Die Angriffe erfolgen etwas mehr als sechs Monate nach Beginn des Kriegs zwischen den USA und dem Iran. Im Juli hatten die Huthis, die Verbündeten Irans im Jemen, saudische Schifffahrt im Roten Meer und in der Straße von Bab el-Mandeb bedroht und damit zusätzlichen Druck auf Energieoperationen und -flüsse im Nahen Osten ausgeübt. Seit Juli haben die Huthis zudem mehrfach die Raffinerie von Saudi Aramco in Dschazan an der Küste des Roten Meeres im Südwesten Saudi-Arabiens angegriffen.
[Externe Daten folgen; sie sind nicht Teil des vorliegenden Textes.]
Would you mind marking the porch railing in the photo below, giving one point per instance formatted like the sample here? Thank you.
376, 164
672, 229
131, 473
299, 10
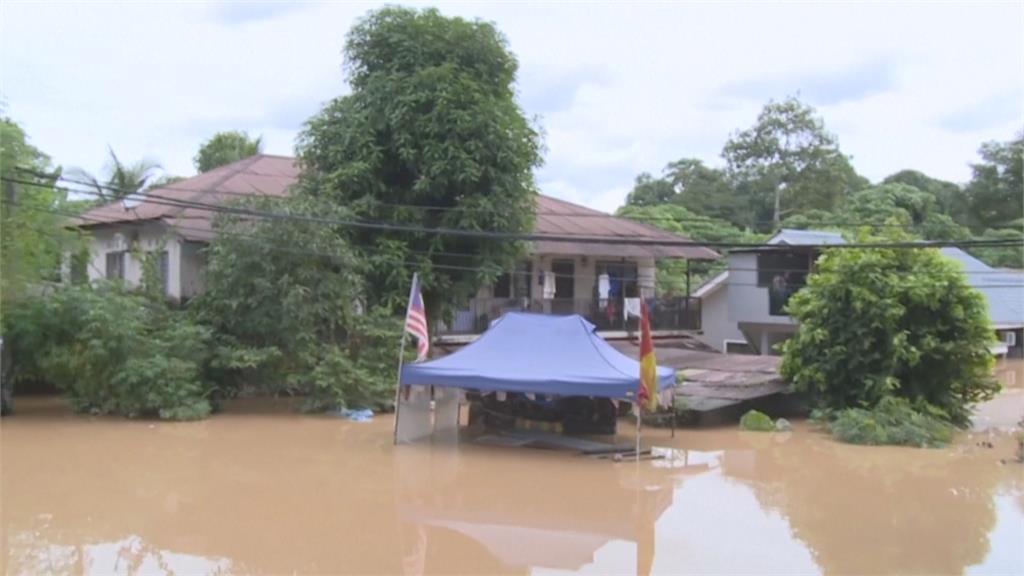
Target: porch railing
667, 314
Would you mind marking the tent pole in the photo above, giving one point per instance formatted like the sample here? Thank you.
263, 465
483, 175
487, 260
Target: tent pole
401, 355
397, 388
639, 422
672, 409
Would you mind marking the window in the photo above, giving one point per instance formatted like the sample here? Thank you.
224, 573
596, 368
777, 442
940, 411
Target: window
774, 264
514, 285
80, 268
116, 265
503, 287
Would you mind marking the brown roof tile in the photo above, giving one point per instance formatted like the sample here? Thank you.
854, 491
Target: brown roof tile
273, 175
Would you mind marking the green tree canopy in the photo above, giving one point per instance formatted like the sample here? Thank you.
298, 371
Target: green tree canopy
224, 148
648, 191
431, 135
284, 299
120, 178
787, 162
885, 207
879, 323
32, 238
671, 276
996, 188
949, 198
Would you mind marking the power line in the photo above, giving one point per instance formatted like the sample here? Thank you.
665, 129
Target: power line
530, 274
696, 218
616, 240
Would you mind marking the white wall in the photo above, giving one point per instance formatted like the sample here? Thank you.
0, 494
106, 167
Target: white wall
716, 327
145, 238
748, 301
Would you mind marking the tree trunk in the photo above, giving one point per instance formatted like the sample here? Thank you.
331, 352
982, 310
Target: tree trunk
775, 215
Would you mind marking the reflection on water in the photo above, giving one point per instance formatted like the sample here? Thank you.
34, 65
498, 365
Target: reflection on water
261, 490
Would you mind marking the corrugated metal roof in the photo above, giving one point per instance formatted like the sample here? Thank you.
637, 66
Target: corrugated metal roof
806, 238
272, 175
257, 175
1004, 290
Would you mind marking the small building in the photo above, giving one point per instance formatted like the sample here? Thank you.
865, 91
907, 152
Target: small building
574, 274
743, 307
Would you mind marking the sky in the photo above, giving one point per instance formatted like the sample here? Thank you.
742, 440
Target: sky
616, 88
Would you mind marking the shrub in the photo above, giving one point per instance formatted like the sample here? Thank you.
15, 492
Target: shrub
757, 421
112, 351
894, 420
876, 323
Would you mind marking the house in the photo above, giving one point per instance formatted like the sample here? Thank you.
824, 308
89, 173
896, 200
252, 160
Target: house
743, 307
1005, 292
120, 232
570, 274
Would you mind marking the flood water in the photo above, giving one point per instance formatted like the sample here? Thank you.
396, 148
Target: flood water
260, 489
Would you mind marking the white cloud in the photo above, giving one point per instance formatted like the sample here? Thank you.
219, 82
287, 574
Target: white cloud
620, 88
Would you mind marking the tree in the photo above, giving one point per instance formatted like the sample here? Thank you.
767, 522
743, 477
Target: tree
648, 191
431, 135
224, 148
996, 184
1003, 256
120, 179
787, 153
707, 191
879, 323
671, 276
949, 198
32, 239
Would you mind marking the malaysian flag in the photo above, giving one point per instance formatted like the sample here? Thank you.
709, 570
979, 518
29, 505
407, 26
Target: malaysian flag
416, 320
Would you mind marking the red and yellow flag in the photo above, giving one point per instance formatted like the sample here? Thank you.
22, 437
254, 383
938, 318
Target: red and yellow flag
647, 395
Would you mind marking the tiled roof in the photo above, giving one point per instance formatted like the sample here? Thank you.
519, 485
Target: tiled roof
1004, 290
272, 175
806, 238
257, 175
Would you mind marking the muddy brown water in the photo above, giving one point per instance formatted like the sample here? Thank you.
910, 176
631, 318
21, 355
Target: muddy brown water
260, 489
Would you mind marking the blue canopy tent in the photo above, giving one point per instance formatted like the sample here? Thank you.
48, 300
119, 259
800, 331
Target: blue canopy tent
538, 354
520, 353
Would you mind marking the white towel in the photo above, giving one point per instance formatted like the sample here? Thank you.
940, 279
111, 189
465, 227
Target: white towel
631, 306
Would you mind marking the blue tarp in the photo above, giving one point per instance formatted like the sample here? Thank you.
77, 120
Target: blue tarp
538, 354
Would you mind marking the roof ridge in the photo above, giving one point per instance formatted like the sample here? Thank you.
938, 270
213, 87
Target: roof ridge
239, 167
574, 205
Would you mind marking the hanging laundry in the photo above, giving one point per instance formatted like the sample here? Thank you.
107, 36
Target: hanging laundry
631, 306
603, 288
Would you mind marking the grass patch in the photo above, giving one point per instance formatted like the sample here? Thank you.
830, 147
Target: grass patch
757, 421
893, 421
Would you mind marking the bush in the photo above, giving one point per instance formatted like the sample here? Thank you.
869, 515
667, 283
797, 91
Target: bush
876, 323
112, 351
757, 421
894, 420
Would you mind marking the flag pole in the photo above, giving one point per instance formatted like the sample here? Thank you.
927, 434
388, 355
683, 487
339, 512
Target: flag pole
401, 355
639, 423
672, 409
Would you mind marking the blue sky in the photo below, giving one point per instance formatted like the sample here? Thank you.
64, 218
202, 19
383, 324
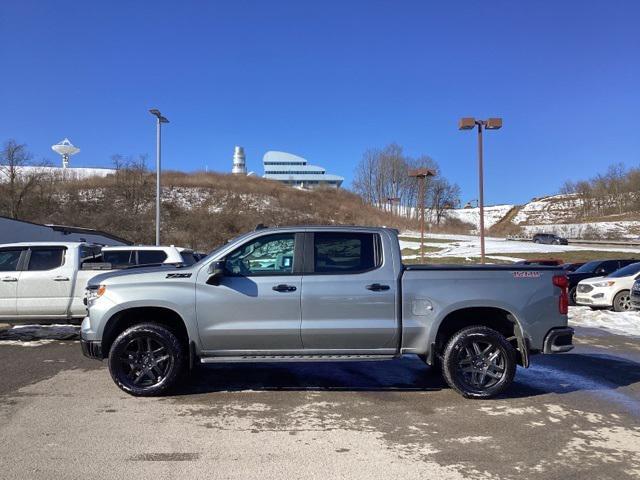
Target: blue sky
329, 79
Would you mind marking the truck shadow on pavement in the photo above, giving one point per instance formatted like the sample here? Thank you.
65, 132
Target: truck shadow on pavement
407, 374
572, 372
557, 374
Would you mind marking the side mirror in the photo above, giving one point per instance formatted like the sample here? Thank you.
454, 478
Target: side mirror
216, 272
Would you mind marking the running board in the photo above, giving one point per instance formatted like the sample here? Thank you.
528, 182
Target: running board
295, 358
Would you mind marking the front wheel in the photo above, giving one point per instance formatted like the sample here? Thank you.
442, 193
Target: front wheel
146, 360
479, 362
622, 301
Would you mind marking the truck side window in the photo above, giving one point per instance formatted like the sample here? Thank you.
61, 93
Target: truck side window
9, 260
268, 255
337, 252
151, 256
46, 258
122, 258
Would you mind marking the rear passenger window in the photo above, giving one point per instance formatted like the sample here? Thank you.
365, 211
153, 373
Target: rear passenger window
45, 259
119, 257
336, 252
9, 260
151, 256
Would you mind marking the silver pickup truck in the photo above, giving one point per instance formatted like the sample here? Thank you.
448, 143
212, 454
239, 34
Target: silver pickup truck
324, 293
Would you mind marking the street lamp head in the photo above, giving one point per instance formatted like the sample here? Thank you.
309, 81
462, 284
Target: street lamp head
466, 123
493, 124
422, 173
156, 113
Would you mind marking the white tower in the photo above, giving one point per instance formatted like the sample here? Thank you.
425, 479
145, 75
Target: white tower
66, 149
239, 166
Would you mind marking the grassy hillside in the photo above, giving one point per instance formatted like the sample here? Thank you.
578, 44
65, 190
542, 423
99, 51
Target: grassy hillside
200, 210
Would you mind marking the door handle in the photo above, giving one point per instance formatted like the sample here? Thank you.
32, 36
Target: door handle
377, 287
284, 288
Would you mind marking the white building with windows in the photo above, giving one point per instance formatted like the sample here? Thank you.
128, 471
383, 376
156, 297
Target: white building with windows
295, 171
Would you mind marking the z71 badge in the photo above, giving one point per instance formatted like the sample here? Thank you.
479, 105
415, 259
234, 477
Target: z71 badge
178, 275
526, 274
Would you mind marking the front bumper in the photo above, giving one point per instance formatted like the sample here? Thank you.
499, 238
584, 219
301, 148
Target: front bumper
598, 297
91, 349
558, 340
635, 299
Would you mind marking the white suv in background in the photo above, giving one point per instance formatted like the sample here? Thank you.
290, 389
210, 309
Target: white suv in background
612, 291
145, 255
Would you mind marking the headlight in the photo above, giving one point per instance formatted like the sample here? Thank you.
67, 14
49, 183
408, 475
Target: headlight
94, 292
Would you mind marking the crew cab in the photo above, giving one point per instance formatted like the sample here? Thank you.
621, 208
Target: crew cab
324, 293
46, 280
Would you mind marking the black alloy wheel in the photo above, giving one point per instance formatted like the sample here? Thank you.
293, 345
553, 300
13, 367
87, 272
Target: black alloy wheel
146, 360
479, 362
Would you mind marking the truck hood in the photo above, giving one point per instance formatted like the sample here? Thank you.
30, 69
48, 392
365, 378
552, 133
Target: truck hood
104, 278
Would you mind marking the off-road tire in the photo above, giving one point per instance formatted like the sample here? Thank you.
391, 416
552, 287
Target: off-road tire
159, 339
473, 339
622, 301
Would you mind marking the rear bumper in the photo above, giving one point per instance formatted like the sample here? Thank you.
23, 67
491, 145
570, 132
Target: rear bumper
91, 349
558, 340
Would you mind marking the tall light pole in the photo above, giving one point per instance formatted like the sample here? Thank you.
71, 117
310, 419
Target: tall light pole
160, 120
421, 174
468, 123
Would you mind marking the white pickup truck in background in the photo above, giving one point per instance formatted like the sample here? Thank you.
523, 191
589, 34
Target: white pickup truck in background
47, 280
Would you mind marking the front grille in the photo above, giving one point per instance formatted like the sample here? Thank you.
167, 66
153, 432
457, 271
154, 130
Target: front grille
584, 288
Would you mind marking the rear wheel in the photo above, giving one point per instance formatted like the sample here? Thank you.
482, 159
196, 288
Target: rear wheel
622, 301
479, 362
146, 360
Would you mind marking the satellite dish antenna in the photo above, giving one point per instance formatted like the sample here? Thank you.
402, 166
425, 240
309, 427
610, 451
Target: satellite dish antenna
65, 148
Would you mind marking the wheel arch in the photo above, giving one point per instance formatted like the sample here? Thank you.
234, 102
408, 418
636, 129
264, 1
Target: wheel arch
496, 318
129, 317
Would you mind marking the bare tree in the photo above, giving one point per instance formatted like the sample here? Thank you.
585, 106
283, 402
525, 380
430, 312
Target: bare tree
18, 177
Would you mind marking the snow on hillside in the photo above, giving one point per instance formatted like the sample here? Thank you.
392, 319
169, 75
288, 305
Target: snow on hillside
468, 246
621, 229
553, 209
492, 215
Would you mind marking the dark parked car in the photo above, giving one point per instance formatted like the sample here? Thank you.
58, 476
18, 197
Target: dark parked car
550, 239
572, 267
542, 262
595, 268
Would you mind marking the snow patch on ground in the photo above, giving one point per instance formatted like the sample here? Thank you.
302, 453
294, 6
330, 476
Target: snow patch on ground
619, 323
35, 335
622, 229
492, 215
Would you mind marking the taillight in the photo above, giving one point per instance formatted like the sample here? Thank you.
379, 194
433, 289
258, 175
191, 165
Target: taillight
562, 281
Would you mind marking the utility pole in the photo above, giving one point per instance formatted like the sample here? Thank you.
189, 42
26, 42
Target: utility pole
421, 174
160, 120
468, 123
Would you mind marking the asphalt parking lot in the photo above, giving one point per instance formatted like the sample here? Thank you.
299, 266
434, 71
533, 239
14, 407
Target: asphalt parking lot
575, 415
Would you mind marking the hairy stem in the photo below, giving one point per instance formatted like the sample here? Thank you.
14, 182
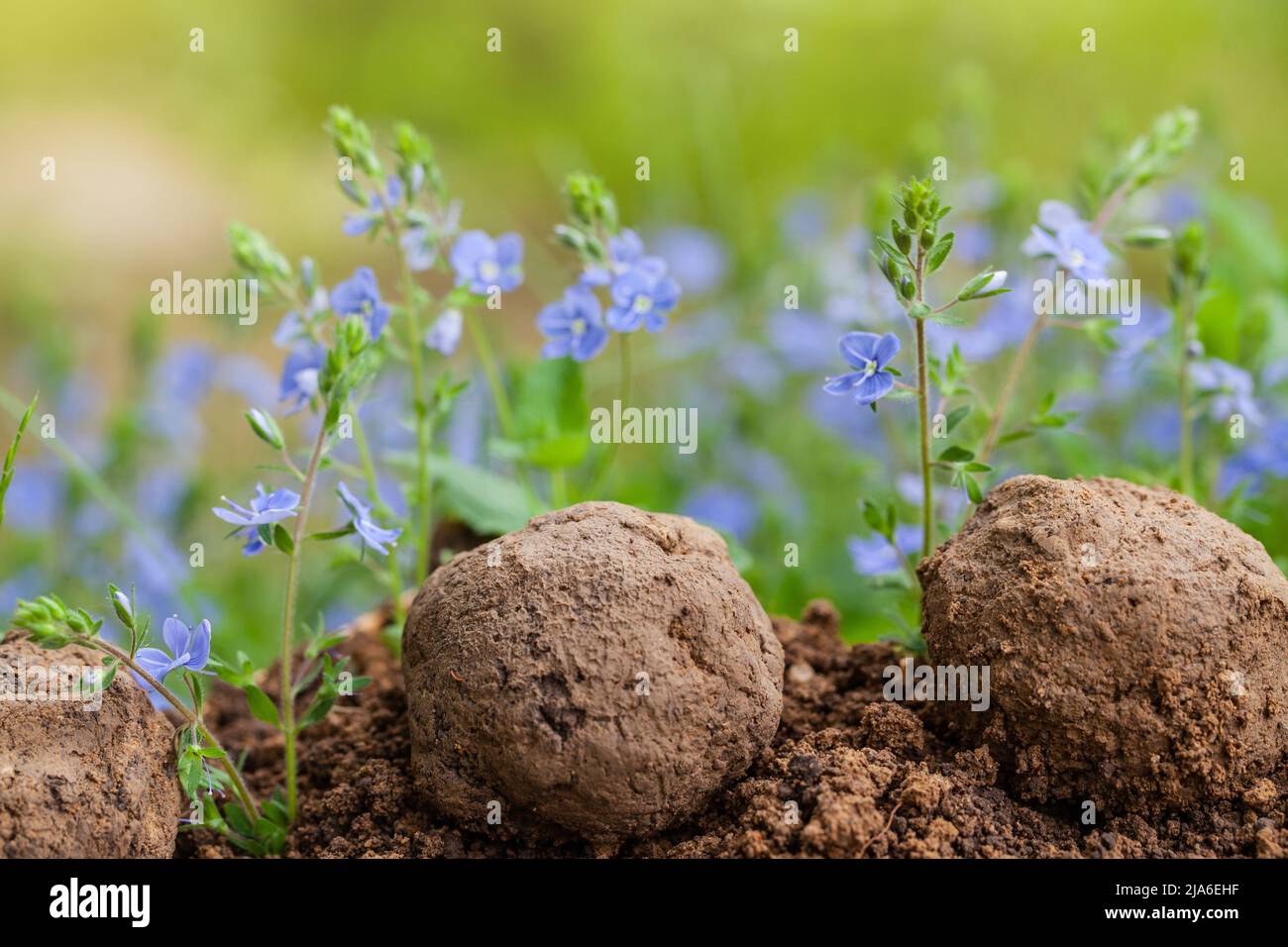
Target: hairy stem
1185, 315
927, 513
287, 650
244, 793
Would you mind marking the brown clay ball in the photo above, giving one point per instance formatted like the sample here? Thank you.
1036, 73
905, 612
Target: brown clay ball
77, 783
1137, 643
604, 671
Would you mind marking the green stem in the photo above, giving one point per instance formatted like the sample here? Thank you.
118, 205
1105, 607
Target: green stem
1185, 315
369, 474
625, 397
287, 651
503, 414
421, 522
244, 793
927, 512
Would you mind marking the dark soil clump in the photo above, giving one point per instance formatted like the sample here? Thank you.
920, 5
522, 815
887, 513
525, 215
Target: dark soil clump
848, 775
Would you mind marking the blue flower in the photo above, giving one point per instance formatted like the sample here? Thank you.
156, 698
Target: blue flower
870, 354
265, 509
1063, 235
1231, 388
574, 326
373, 535
295, 325
482, 263
357, 224
625, 250
189, 650
445, 335
725, 508
300, 375
642, 296
874, 556
360, 295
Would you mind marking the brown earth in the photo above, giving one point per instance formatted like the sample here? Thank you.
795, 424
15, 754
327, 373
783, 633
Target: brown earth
77, 781
866, 777
603, 669
1137, 644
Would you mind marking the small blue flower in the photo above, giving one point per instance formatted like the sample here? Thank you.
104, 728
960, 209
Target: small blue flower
373, 535
625, 250
1063, 235
482, 263
445, 335
300, 375
874, 556
357, 224
295, 325
360, 295
1231, 388
574, 326
870, 354
642, 296
189, 650
265, 509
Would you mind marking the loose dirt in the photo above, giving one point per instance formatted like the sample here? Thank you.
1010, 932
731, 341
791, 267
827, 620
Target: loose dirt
846, 775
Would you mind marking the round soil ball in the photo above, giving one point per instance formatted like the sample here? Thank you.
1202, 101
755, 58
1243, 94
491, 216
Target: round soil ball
77, 781
603, 671
1137, 644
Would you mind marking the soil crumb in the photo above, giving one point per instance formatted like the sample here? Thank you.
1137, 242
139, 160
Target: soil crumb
848, 775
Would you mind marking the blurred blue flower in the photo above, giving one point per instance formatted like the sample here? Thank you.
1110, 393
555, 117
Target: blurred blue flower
1231, 388
803, 338
357, 224
445, 335
1267, 457
874, 556
1063, 235
725, 508
265, 508
696, 258
189, 650
482, 263
372, 534
574, 326
360, 295
295, 325
642, 296
300, 376
870, 354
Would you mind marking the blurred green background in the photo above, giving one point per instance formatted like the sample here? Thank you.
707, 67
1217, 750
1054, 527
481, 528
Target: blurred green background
159, 147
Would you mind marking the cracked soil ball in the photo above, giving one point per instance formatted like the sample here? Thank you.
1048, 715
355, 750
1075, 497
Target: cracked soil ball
77, 783
603, 669
1137, 644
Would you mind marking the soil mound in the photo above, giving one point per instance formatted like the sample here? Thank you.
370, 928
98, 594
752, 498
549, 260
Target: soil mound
868, 779
77, 781
604, 671
1137, 644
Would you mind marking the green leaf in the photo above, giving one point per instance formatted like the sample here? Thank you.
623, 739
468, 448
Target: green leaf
939, 253
956, 454
956, 416
282, 539
262, 706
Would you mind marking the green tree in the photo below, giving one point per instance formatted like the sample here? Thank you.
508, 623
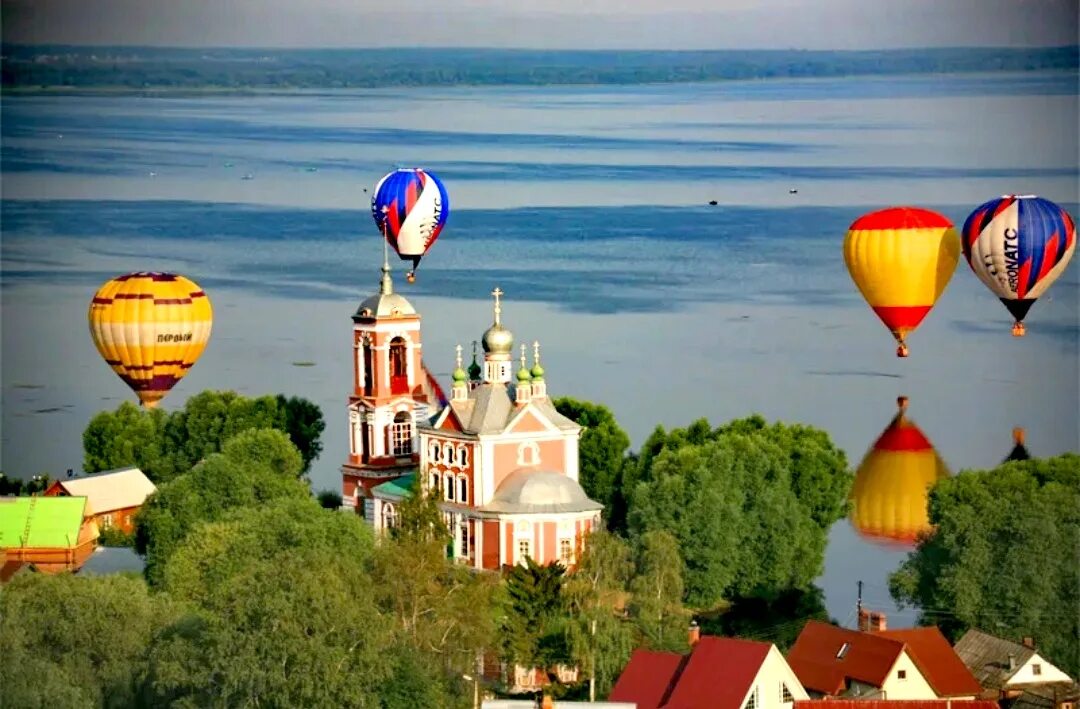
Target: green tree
255, 467
534, 631
70, 641
127, 437
302, 422
1002, 556
601, 641
601, 451
657, 591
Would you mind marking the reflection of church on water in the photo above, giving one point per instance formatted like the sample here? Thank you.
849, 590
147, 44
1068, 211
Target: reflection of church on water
501, 459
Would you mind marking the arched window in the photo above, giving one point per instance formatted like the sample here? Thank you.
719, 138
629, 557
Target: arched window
368, 366
399, 368
401, 433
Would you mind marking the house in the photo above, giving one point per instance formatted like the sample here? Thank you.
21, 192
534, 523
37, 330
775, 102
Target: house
833, 661
53, 534
718, 673
934, 656
113, 495
1006, 668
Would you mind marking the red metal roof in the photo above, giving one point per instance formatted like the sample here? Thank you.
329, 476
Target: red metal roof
647, 679
894, 704
813, 657
719, 673
937, 661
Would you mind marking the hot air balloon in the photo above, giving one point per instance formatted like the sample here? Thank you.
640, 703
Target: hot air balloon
892, 484
901, 258
1017, 246
150, 328
409, 206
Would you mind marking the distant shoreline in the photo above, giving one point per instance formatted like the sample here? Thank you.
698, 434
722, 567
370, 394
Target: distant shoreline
126, 70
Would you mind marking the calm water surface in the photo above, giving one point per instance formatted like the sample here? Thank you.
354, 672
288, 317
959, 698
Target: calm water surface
590, 208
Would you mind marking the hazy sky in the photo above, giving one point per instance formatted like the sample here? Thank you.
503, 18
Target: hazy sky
556, 24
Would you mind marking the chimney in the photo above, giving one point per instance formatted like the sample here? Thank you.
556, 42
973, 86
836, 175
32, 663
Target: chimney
694, 633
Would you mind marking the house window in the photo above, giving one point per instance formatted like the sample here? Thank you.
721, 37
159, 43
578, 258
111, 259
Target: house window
401, 435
Der jüngste Angriff auf die Raffinerie mit einer Kapazität von 400.000 Barrel pro Tag fand am Montag statt und bedroht das bedeutende Raffineriezentrum am Roten Meer in einer Zeit, in der Saudi-Arabien mehr Öl nach Westen verlagert, um die Straße von Hormuz zu umgehen. Die westliche Route um die Arabische Halbinsel verläuft durch die Straße von Bab el-Mandeb und das Rote Meer in Richtung Suezkanal, womit die Sicherheit beider Engstellen zentral dafür geworden ist, wie saudisches Rohöl europäische und andere westliche Abnehmer erreicht.
Saudi-Arabien ist der größte Rohölexporteur der Welt, weshalb wiederholte Angriffe auf seine Energieinfrastruktur weit über die Grenzen des Königreichs hinaus Bedeutung für das globale Angebot haben. Die Förderung des Königreichs war während des Konflikts eine wichtige Stütze der Marktstabilität, und frühere Angriffe auf saudische Anlagen – darunter die Angriffe vom September 2019 auf Abqaiq und Khurais, die zeitweise einen großen Teil der Produktion außer Kraft setzten – haben gezeigt, wie schnell solche Vorfälle das weltweite Angebot verknappen können.
Der Angriff auf saudische Energieanlagen am Dienstag erfolgte, während die Ölpreise weiter auf die Marke von 100 Dollar pro Fass zusteuern und die Hoffnungen auf Frieden im Nahen Oosten angesichts erneuter gegenseitiger Drohungen zwischen den USA und dem Iran schwinden. Weitere Erklärungen aus Riad zur Schadensaufnahme und zum Tempo der Wiederaufnahme des Betriebs sowie etwaige Bekennerschreiben zu den Angriffen dürften künftig darüber entscheiden, wie die Märkte das Versorgungsrisiko einschätzen.
Im asiatischen Handel am Montag näherte sich Brent-Öl der Marke von 99 Dollar pro Fass und notierte bei 98,70 Dollar, während WTI-Öl die 94-Dollar-Marke überschritten hatte und um 2,89 % auf 94,12 Dollar stieg.